REPUBLIKA.CO.ID, MELBOURNE -- Pencurian identitas merupakan tren kejahatan di dunia maya yang jauh lebih berbahaya dibandingkan kejahatan pembobolan kartu kredit.
Demikian dikatakan Brian Hay, detektif dari Satuan Anti Kejahatan dan Penipuan Cyber di Queensland, Australia, berkaitan dengan Simposium Internasional Kejahatan Dunia Maya yang digelar mulai Selasa (26/8) di Gold Coast.
Brian Hay mengatakan kita harus lebih serius untuk menanggapi beragam jenis kejahatan dunia maya.

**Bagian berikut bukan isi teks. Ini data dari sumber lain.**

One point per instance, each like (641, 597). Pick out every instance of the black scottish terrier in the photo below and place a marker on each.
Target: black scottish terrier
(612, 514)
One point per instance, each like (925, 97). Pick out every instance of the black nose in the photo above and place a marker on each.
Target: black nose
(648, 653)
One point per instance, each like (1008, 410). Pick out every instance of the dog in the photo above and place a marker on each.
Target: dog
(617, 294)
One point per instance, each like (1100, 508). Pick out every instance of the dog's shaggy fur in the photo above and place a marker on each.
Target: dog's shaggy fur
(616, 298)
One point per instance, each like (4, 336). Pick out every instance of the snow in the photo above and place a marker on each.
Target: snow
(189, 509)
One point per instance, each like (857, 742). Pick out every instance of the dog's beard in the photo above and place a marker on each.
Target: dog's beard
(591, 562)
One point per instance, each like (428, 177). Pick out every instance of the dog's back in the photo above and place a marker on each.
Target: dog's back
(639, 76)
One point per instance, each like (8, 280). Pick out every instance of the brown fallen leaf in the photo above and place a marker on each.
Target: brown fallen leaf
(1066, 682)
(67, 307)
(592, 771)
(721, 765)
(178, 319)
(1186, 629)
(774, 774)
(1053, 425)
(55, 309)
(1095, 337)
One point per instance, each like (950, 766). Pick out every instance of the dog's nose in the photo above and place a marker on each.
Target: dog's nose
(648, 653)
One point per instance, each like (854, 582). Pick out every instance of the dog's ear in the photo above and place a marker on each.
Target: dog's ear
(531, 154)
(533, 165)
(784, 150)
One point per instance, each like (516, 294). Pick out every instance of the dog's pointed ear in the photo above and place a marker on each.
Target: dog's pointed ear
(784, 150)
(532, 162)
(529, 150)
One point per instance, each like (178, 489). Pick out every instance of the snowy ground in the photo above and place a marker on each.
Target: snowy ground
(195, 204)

Sebab, semua orang yang menggunakan internet memiliki resiko terhadap kejahatan dunia maya. "Sama saja dengan saat kita mengendarai mobil, kita pasti memiliki resiko untuk mengalami kecelakaan," ujar Hay. "Masalahnya adalah bagaimana mengurangi resiko tersebut."
Namun sayangnya, Hay menambahkan bahwa hingga saat ini masih jarang pelatihan soal standar minimal keselamatan dalam berinternet. Perusahaan-perusahaan memiliki resiko yang paling tinggi soal kejahatan dunia maya, sayangnya Hay menilai pendekatan yang mereka lakukan masih bersifat teknis.
"Mereka hanya menggandalkan pada peranti-peranti lunak,... padahal yang terpenting adalah perilaku manusia, bagaimana mereka terlibat dalam menggunakan internet."
Sebenarnya telah banyak berita-berita soal berbagai jenis kejahatan di dunia maya, tetapi belum cukup bagi pengguna internet untuk lebih waspada. "Tidak, tidak sama sekali [membuat orang lebih waspada]. Lewat simposium ini kami akan banyak mengajak warga dari berbagai komunitas, dengan melibatkan agen-agen keamanan, cyber security, penegak hukum, untuk sama-sama melihat kejahatan internet apa yang sedang berkembang," jelasnya.
"Tidak perlu menunggu pemerintah atau para penegak hukum untuk membuat strategi pencegahan yang proaktif, ... kita perlu melakukannya sekarang juga, kita harus membangun budaya berinternet yang aman," tegas Hay.
Trend kejahatan di dunia maya kali ini adalah pencurian identitas lewat kartu kredit. Sehingga uang bukan lagi menjadi target satu-satunya. "Ya, penjahat di dunia maya sekarang lebih mencari identitas orang. Karena mereka tahu mencuri identitas memiliki nilai 1.000 persen dari nilai uang yang ada di kartu kredit tersebut," ungkap Hay.
Dengan pencurian identitas ini, para penjahat bisa lebih leluasa untuk menyelaraskannya dengan sumber-sumber aset yang lain.